Laura Brennan’s story is ‘secret ingredient’ in HPV campaign

‘She was just an ordinary girl facing death from a preventable illness’ – Fergal Brennan

Fergal Brennan: “Laura (above) has passed her torch to us all, her family, and it is our job to carry that torch and shining light of truth and create a future for the next generation that is free from harmful strains of HPV and the devastation that they cause”. Photograph: Dara Mac Donaill /The Irish Times

Fergal Brennan: “Laura (above) has passed her torch to us all, her family, and it is our job to carry that torch and shining light of truth and create a future for the next generation that is free from harmful strains of HPV and the devastation that they cause”. Photograph: Dara Mac Donaill /The Irish Times

 

HPV-related cancers can be eliminated within a generation if “we all work together” to reduce misinformation around the vaccine, the brother of a patient advocate has said.

Fergal Brennan, the brother of the late Laura Brennan, the 26-year-old campaigner who died from cervical cancer in March, said ensuring parents are given the right information about vaccines should be a priority.

“Campaigning and sharing her story in Ireland and internationally is supporting parents to make the choice to protect our future generations from getting HPV-related cancers,” Mr Brennan said at the Global Vaccination Summit in Brussels on Thursday.

“Right now in Ireland, parents of 60,000 12- and 13-year-olds are making up their minds about whether to consent to their son or daughter getting the HPV vaccine. Getting the correct information out there to parents should be prioritised,” he added.

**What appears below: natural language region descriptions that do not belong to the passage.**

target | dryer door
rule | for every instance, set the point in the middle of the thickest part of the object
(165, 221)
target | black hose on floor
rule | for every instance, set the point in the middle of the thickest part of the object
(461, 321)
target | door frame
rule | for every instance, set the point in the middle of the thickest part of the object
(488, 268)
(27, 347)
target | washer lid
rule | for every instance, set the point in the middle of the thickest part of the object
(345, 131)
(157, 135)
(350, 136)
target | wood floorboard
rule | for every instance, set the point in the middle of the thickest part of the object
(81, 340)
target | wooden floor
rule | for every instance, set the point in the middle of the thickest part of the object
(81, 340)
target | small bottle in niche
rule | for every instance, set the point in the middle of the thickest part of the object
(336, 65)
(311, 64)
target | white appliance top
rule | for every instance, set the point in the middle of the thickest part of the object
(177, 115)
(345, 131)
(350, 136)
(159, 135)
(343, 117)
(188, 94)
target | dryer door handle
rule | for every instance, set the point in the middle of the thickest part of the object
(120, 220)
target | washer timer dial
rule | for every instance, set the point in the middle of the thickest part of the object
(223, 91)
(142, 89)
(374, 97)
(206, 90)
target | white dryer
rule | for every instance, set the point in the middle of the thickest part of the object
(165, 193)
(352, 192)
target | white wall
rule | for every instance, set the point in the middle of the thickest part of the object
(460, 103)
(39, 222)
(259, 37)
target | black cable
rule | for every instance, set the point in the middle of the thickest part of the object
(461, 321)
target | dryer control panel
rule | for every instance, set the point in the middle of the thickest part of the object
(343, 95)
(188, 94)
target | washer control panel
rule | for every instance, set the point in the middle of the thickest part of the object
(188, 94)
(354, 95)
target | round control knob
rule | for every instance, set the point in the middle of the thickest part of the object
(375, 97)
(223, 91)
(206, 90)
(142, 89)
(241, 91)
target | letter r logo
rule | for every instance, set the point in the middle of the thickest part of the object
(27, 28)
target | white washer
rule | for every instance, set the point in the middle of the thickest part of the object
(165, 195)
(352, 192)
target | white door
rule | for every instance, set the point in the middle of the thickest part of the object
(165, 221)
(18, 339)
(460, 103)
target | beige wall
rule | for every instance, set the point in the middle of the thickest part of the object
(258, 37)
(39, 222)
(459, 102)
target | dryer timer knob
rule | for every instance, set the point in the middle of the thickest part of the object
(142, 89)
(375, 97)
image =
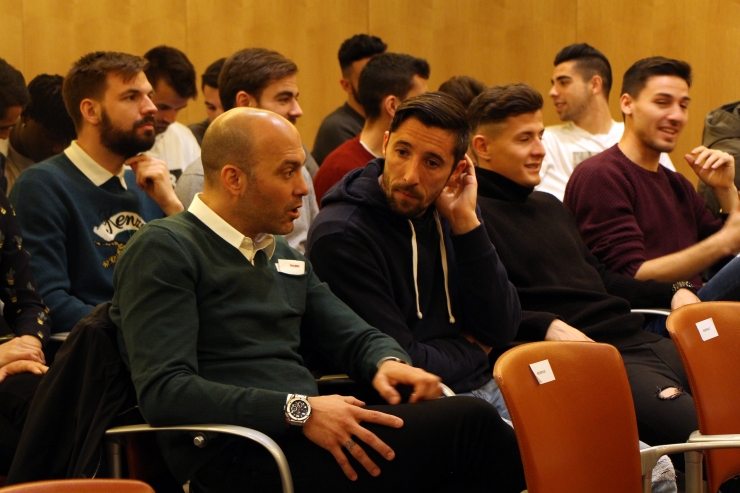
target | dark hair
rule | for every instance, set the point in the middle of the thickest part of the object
(210, 76)
(13, 90)
(636, 77)
(251, 71)
(497, 103)
(589, 62)
(358, 47)
(172, 66)
(439, 110)
(388, 74)
(47, 107)
(88, 78)
(463, 88)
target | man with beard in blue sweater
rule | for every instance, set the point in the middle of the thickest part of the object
(78, 209)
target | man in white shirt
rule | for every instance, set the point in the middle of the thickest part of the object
(173, 78)
(581, 83)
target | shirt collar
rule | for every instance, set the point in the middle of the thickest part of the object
(91, 169)
(244, 244)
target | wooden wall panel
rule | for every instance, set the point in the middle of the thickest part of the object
(704, 34)
(58, 32)
(495, 42)
(219, 28)
(11, 34)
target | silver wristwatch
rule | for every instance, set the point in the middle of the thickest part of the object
(297, 409)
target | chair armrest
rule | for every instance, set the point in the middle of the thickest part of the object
(59, 336)
(248, 433)
(652, 311)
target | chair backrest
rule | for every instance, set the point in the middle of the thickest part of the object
(577, 433)
(80, 486)
(713, 368)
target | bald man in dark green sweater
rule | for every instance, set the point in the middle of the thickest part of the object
(212, 309)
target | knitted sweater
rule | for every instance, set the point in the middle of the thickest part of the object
(628, 215)
(555, 274)
(348, 156)
(391, 271)
(339, 126)
(211, 338)
(24, 310)
(75, 232)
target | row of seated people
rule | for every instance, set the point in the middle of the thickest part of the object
(379, 225)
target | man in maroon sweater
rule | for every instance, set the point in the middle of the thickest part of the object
(642, 219)
(385, 82)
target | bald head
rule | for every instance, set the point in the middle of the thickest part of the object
(238, 137)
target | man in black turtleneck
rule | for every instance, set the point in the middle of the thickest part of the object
(565, 293)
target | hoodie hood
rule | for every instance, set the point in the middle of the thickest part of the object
(722, 123)
(362, 187)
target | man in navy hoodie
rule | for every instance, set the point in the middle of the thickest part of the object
(400, 241)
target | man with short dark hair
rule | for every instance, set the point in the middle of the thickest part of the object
(566, 294)
(172, 77)
(644, 220)
(581, 83)
(212, 309)
(45, 128)
(463, 88)
(385, 82)
(346, 121)
(260, 78)
(209, 86)
(401, 243)
(13, 98)
(78, 209)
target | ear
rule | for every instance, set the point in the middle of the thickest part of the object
(244, 99)
(459, 168)
(346, 85)
(625, 104)
(389, 105)
(596, 84)
(91, 111)
(480, 146)
(233, 180)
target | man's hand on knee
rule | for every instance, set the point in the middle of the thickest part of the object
(392, 373)
(334, 424)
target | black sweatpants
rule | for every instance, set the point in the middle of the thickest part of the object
(451, 444)
(16, 393)
(651, 368)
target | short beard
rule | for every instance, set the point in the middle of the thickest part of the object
(126, 143)
(396, 207)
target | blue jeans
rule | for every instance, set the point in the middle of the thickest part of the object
(492, 395)
(724, 286)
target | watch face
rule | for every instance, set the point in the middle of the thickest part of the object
(298, 409)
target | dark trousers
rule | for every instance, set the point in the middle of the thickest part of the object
(16, 393)
(451, 444)
(651, 368)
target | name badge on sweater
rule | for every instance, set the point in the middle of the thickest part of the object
(291, 267)
(707, 330)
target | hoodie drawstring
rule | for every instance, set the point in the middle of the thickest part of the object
(415, 255)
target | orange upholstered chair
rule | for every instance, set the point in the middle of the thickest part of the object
(81, 486)
(713, 368)
(578, 432)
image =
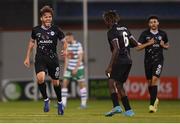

The uptake of the HPV vaccine has increased by around 20 per cent in recent years, from an all-time low of 50 per cent in 2017 to 70 per cent in March 2019.

Minister for Health Simon Harris said at the time that the rising number of people getting the vaccine was a testament to Ms Brennan’s campaign.

Mr Brennan believes that Laura’s story was the “secret ingredient” that was needed for parents to see the “reality of an unvaccinated child”.

“This was an ambitious, clever and very determined young girl who had carved out a happy and successful career, she didn’t dwell on her fate though. People heard Laura speak, or saw her on television, and imagined her being their daughter or their sister or their friend,” he said.

“In essence, she was just an ordinary girl facing death from a preventable illness and that was one of the reasons she was hard to ignore. Laura gave this horrible illness that is cervical cancer a powerful, relatable and beautiful face,” he added.

Mr Brennan concluded by saying that he and his family will continue to spread Laura’s message and encourage parents to consent to their children receiving the jab.

“Laura has passed her torch to us all, her family, and it is our job to carry that torch and shining light of truth and create a future for the next generation that is free from harmful strains of HPV and the devastation that they cause,” he said.

Infection with HPV is implicated in a number of cancers, including cervical, vaginal, anal and penile cancer, as well as anogenital warts.

From this month, the HPV vaccine is being rolled out to boys for the first time. The vaccination has also been offered to HIV-positive men and women under the age of 26 since 2016 through HIV clinics.